Docetl | Awesome Repository

docetl is an AI-powered document ETL tool and map-reduce orchestrator designed to transform large collections of unstructured documents into structured, queryable tables using language models. It provides a declarative pipeline framework for extracting, cleaning, and transforming data from sources such as PDFs and text files into predefined schemas.

The project distinguishes itself through a semantic data integration suite that enables joining datasets and resolving duplicate entities based on embedding-based similarity. It includes an interactive prompt playground for developing and optimizing extraction logic, alongside tools for cost-accuracy trade-off analysis and model consistency calibration.

The system covers a broad range of data processing capabilities, including multi-stage reduction for information aggregation, recursive document clustering, and schema-constrained extraction. It supports mixed-format data loading and provides utilities for entity standardization and synthetic data generation.
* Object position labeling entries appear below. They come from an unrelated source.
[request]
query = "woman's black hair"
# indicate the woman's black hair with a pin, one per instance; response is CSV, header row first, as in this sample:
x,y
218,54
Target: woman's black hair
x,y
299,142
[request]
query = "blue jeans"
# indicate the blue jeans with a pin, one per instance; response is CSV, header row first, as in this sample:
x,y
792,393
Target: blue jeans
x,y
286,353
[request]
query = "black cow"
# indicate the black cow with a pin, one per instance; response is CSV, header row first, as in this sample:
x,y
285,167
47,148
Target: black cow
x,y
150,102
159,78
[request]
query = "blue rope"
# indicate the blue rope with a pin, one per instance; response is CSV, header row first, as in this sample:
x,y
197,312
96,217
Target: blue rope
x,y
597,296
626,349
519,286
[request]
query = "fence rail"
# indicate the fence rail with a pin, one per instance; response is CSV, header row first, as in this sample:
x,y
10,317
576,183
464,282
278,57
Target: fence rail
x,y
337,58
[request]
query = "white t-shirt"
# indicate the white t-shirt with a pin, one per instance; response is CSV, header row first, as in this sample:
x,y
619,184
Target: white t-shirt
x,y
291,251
The tool is implemented in Python and supports the execution of deterministic code within its pipelines for custom computational processing.

Features

Document and Unstructured Extraction - Transforms large collections of unstructured documents into structured, queryable tables using language models.
Parallel Map-Reduce Tools - Coordinates data processing through parallel map, reduce, and filter operations to transform unstructured text into structured tables.
Structured Data Extraction - Transforms large collections of unstructured documents into queryable tables using schema-constrained LLM extraction.
Entity Clustering and Canonicalization - Canonicalizes duplicate entities across multiple documents to ensure data consistency through clustering and synthesis.

Features

Document and Unstructured Extraction - Transforms large collections of unstructured documents into structured, queryable tables using language models.
Parallel Map-Reduce Tools - Coordinates data processing through parallel map, reduce, and filter operations to transform unstructured text into structured tables.
Structured Data Extraction - Transforms large collections of unstructured documents into queryable tables using schema-constrained LLM extraction.
Entity Clustering and Canonicalization - Canonicalizes duplicate entities across multiple documents to ensure data consistency through clustering and synthesis.

The tool is implemented in Python and supports the execution of deterministic code within its pipelines for custom computational processing.